三位山西籍书评家,既是作家又是批评家,始终保持着良好的艺术能力,这是他们能写出漂亮书评的重要条件。高长虹是一位生命力充沛的人物,诗歌、散文、小说创作几乎是齐头并进、多管齐下,人们很难分辨出他更擅长哪一种文体。他还不断写作关于各种文学文体的短评,往往能深入艺术奥秘,道出一些精辟见解。李健吾多才多艺、激情四射、创作勤奋,同高长虹一样在各种文学文体上都有重要建树,特别是在戏剧文学翻译、创作上成果卓著。他的短篇小说处女作《终条山的传说》就受到鲁迅的好评,称文采“绚烂”,同时被选入《中国新文学大系小说二集》。他的散文《雨中登泰山》被选入《中学语文》课本。他的批评、书评打破了文体的壁障,成为一种艺术化评论。常风没有那么多文学创作,却是一位感性与理性和谐交融的文学家。他以书评写作为主,伴随着连绵不断的文学创作。

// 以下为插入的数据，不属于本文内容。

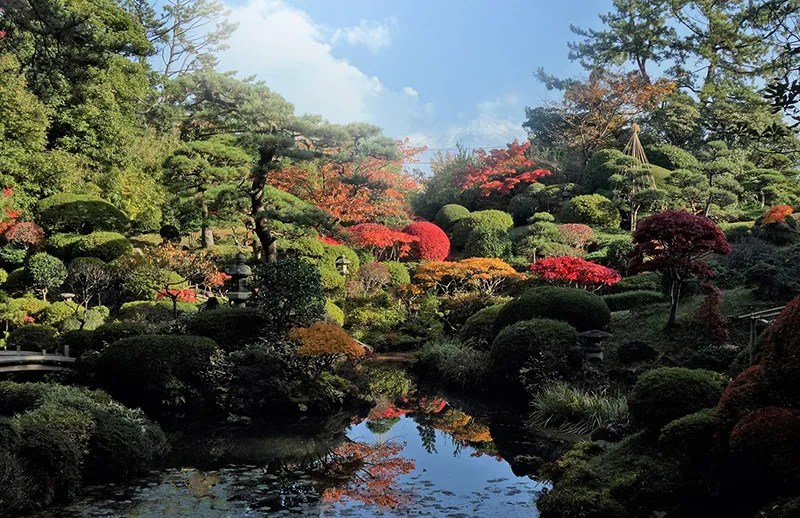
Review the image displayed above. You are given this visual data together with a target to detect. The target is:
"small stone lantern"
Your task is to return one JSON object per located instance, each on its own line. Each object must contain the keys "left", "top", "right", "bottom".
{"left": 577, "top": 330, "right": 613, "bottom": 363}
{"left": 224, "top": 252, "right": 253, "bottom": 307}
{"left": 335, "top": 255, "right": 352, "bottom": 276}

他的处女作《那朦朦胧胧的一团》是一篇意识流短篇小说,写一个青年在“床前明月光”的晚上,如乱流似的心理意识活动。还有《无题》《迷濛》等短篇小说,都有沃尔夫意识流小说的韵味。散文写作,这一时期有《郁达夫先生》《怀佩弦一多二先生》《怀袁犀》等,写得凝练、深情、隽永。新时期文学之后,则写了一批追怀钱锺书、朱光潜、叶公超、周作人、李健吾等师友的散文,写得细腻、真切、感人、苍凉。三四十年代,他还写过多篇关于文学文体的研究文章,如《关于评价》《关于传记》《小说家论小说》《小说的故事》等,今天研习这些文章,就可以感受到常风对文学文体研究之细微。广泛的文学创作实践、深入的文体内部研究,奠定了三位山西籍书评家厚积薄发的书评写作。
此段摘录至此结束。